Stage 6: Guijuelo to Caceres, 175km, flat
At first glance this looks like a straightforward sprinters’ day. However, this is the Vuelta and while the run-in to the finish is hardly a climb, it is sufficiently uphill to favour the strong-men over the pure sprinters. We will probably still see a bunch sprint, but there’s just enough vertical gain to give late attackers a chance too.
The race is now coming into Extremadura, which means that the heat could prove to be a factor – no coastal breezes today! The finish is through the World Heritage city of Caceres and, with the sprint teams having their tails up after yesterday’s charge to the line, this should be a fast stage.
As yesterday, don’t expect Astana to work overly hard to defend Vincenzo Nibali‘s race lead – they’ll be happy to kick back and let the sprinters’ teams to the heavy lifting again.
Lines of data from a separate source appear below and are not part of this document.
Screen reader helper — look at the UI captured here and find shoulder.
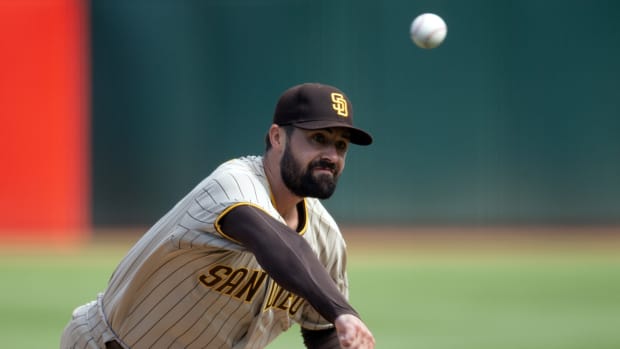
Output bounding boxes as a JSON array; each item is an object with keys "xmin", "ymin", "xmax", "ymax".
[
  {"xmin": 202, "ymin": 156, "xmax": 268, "ymax": 198},
  {"xmin": 180, "ymin": 156, "xmax": 275, "ymax": 220},
  {"xmin": 171, "ymin": 156, "xmax": 276, "ymax": 236},
  {"xmin": 212, "ymin": 156, "xmax": 265, "ymax": 179}
]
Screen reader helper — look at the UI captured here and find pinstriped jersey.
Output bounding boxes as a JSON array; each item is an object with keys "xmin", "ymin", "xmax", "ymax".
[{"xmin": 100, "ymin": 156, "xmax": 350, "ymax": 349}]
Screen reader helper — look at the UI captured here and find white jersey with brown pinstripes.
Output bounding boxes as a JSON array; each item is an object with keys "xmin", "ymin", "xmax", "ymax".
[{"xmin": 98, "ymin": 155, "xmax": 350, "ymax": 349}]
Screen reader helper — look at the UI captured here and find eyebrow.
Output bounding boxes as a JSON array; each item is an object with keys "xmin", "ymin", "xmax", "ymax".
[{"xmin": 317, "ymin": 128, "xmax": 351, "ymax": 140}]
Today’s lumpy bits are relatively benign, so don’t expect the peloton to exert themselves overly until the closing kilometres. The final 7km averages 1.6%, but this includes a fairly sharp kick-up just inside 4km which will feel like hitting a wall to the speeding bunch. And then the final 2.5km features three roundabouts followed by a sharp right bend and then a sharp left at about 600 metres. Routine bunch sprint? I doubt it. Look for the same suspects we have seen feature over the last two days to be at the sharp end again. What price Orica-GreenEDGE’s Michael Matthews producing a repeat performance of yesterday’s victory?
Bit of trivia: The Vuelta has been the most moveable of feasts, jumping around the racing calendar from April to August and everything in between since its inception in 1935. It has held its current position at the end of August since 1995.